“Uzbekistan: No Advancement,” concludes United States Labor Department
The U.S. Department of Labor reports forced labor and child labor remained entrenched in Uzbekistan’s cotton sector in 2013
(Washington) 8 October 2014: The U.S. Department of Labor concluded the Government of Uzbekistan maintained its system of forced labor of children and adults in the cotton sector, in its report 2013 Findings on the Worst Forms of Child Labor, released yesterday.
“Forced labor cotton production takes a heavy toll on Uzbek children,” saidUmida Niyazova, Director, Uzbek-German Forum for Human Rights. “Not only were older children mobilized en masse in 2013, but teachers and other public-sector workers were as well. As a result, children not sent to pick cotton had school canceled or sat in over-crowded classrooms in which a language teacher may be teaching science.”
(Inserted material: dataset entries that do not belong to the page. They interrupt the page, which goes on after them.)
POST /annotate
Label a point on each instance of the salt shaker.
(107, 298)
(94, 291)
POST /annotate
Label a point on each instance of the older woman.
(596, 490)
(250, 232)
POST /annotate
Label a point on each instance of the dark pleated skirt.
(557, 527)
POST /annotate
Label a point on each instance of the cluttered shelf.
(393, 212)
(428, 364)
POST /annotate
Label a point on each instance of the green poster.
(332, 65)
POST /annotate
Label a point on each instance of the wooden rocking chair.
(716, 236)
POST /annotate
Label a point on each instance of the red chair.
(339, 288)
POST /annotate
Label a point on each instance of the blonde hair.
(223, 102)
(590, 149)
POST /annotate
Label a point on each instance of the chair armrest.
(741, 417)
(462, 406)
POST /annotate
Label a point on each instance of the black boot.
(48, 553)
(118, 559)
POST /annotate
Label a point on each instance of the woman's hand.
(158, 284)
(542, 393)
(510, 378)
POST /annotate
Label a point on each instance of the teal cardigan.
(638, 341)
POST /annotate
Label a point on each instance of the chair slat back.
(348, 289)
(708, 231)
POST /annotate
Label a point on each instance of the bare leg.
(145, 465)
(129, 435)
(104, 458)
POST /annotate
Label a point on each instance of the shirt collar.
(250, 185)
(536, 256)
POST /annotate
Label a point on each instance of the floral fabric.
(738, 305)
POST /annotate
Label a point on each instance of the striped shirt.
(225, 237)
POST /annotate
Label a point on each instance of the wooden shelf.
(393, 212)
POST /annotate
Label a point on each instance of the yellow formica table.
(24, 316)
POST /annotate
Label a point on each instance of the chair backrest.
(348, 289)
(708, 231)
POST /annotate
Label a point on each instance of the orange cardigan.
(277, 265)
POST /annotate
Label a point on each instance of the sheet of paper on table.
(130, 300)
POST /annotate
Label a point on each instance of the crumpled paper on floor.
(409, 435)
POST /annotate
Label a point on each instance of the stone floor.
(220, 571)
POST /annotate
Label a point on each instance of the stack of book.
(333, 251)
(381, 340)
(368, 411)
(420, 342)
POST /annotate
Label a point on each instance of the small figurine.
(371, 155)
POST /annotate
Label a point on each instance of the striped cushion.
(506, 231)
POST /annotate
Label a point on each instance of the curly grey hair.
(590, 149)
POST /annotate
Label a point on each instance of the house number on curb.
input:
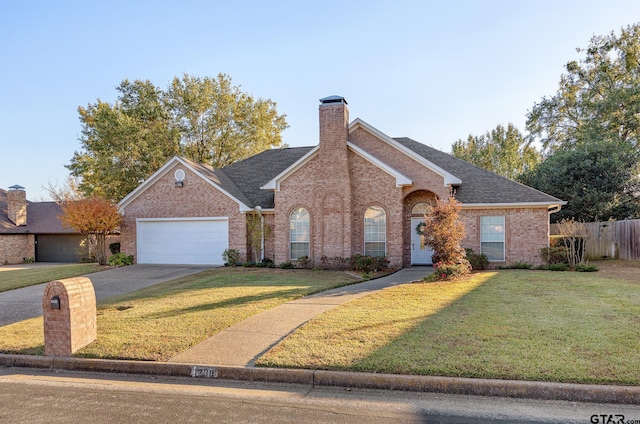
(204, 372)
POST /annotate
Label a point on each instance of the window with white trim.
(492, 237)
(375, 231)
(299, 233)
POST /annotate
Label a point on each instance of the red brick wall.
(410, 200)
(323, 188)
(423, 179)
(526, 232)
(15, 247)
(196, 199)
(74, 325)
(371, 186)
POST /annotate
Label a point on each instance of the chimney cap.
(333, 99)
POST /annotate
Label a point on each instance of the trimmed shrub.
(287, 265)
(517, 265)
(554, 255)
(114, 248)
(448, 272)
(558, 267)
(305, 262)
(586, 268)
(478, 261)
(120, 259)
(231, 256)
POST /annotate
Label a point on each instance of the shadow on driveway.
(20, 304)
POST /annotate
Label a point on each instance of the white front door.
(419, 256)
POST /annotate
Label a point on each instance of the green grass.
(158, 322)
(523, 325)
(15, 279)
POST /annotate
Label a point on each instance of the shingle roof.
(254, 172)
(478, 185)
(42, 218)
(243, 179)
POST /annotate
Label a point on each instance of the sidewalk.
(243, 343)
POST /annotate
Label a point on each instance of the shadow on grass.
(236, 301)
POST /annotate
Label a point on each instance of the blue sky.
(432, 71)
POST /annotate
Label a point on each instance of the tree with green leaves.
(218, 123)
(589, 132)
(207, 120)
(598, 98)
(597, 179)
(502, 150)
(123, 143)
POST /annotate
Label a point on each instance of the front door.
(419, 256)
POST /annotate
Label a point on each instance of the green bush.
(447, 272)
(120, 259)
(287, 265)
(517, 265)
(586, 268)
(368, 264)
(231, 256)
(336, 262)
(478, 261)
(558, 267)
(305, 262)
(554, 255)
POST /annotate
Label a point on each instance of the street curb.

In its chapter on Uzbekistan in 2013, the Labor Department report emphasizes the government’s complicity in systematic forced and child labor and recommends reforming the quota system to eradicate forced child labor. It notes that despite the presence of ILO observers, the Uzbek government mobilized children to pick cotton to meet government-mandated quotas during the 2013 cotton harvest. While acknowledging the efforts to keep children under age 15 out of the cotton fields, the Labor Department also cites U.S. Embassy and NGO reports that children as young as 10 picked cotton. The report raises concerns around the Uzbek government’s control of information, which prevents comprehensive monitoring, and the impacts of forced labor on children’s right to education. On the ILO monitoring mission during the 2013 cotton harvest, the Labor Department report observes that monitoring teams included government representatives, reported significant absenteeism in high schools, and may have underestimated the number of children picking cotton.
“The US DOL deserves a tremendous amount of credit for saying out loud what everyone in the international community has long known, the root cause of all child labor in the Uzbek cotton sector is the Uzbek government’s forced labor system for cotton production,” said Brian Campbell, Director of Legal Programs and Policy, International Labor Rights Forum.
The Labor Department publishes the Findings on the Worst Forms of Child Labor report annually, to inform the U.S. government whether countries are fulfilling commitments to eliminate the worst forms of child labor in order to be eligible for trade preferences.
The timing of the report release corresponds with the middle of the 2014 cotton harvest. The Uzbek government has continued to use its forced labor system of cotton production this year. The government continues to implement policies that subject farmers to forced labor, including the imposition of quotas and punishing farmers who do not fulfill them. Still in the position of working as government forced laborers, farmers are unable to hire field workers, so the government has continued its policy of mobilizing the forced labor of citizens. Its decision to prohibit the use of child labor has increased the burden on 18-year old college students, university students, public- and private-sector workers nationwide. It has also created a tension among local authorities, whose jobs depend on fulfilling quotas designated for their region and district. Now halfway through the harvest, authorities are using the same coercion to mobilize cotton pickers that has characterized all previous harvests in independent Uzbekistan, and the pressure to fulfill quotas has already trumped the ban on child labor in some cases.
“These findings reinforce the investment community’s serious concern about state-sponsored forced labor in Uzbekistan,” said Bennett Freeman, Senior Vice President for Sustainability Research and Policy, Calvert Investments. “The report presents a call to action to governments, companies and investors to use their leverage to urge the government of Uzbekistan to end the forced labor system of cotton production.”